The Refuse Gatherers

Underfoot there is nothing new, only litter’s slow
reversion to muck – a bread wrapper,
a chocolate box, a coke can – all the garish slogans
wearing thin – with print ink and photo

plastering a wet pavement. We sweep the leaves
into a truck, take them to the wood
and give them back. Draw breath beside the Dodder,
our thoughts following the source and course

of forgetfulness proposed by the river,
our histories and griefs lulled where we gaze at weir
and waterfall, the torrent’s frothy race
over stick-and-pebble installations – bird figures,

bare-domed Buddha men left by artists
to some toppling end. Grey-lit in the glittery shallows,
a heron, stooped motionless. Suddenly
she plunges, all neck and beak, provoking a splash.

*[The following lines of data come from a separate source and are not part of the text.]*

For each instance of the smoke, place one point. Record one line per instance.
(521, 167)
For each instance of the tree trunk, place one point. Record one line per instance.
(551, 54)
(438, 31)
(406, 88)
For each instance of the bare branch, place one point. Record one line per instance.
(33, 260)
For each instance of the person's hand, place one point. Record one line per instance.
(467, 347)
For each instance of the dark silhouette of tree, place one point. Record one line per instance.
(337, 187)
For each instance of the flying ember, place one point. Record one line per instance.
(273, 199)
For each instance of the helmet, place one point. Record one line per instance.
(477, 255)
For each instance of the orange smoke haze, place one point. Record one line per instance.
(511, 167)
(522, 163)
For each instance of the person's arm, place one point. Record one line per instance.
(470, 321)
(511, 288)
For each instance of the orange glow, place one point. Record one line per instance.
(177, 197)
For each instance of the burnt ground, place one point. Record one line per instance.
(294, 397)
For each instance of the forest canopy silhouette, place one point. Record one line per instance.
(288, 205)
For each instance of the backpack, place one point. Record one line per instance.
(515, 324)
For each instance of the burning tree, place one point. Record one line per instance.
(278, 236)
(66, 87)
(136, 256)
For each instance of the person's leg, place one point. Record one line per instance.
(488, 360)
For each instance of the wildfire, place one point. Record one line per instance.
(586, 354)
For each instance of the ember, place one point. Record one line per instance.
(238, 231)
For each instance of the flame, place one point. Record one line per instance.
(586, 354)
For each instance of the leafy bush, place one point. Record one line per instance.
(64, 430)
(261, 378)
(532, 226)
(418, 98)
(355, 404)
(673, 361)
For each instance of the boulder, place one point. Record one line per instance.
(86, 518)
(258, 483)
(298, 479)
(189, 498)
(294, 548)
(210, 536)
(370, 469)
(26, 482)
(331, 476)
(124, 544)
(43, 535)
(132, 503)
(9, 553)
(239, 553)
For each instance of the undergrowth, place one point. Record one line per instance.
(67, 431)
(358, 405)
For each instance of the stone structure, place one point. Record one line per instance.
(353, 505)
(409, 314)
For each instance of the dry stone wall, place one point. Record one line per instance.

The waggling fish is held aloft, adjusted,
swallowed head first. And, just as the heron stretches
to a squawky take-off, panicked words
burst from our cab radio: somewhere a bomb,

a shooting, the thin skin of civilisation
sundered again, the sprawl of fresh atrocities let crawl.
We square our shoulders, push through
the automatic nature of each task; the heron’s guzzle,

the mind by which people moseying
along a pavement are broken and torn – these happen
over in our thoughts. And, always
with them, old remembrances we can’t get past:

a child sinking into the steaming gullet of a side-street
in Bucharest, a cardboard box ripping open
of a morning in Dublin – the sheeting
rain, the softening frost – to reveal a perished vagrant.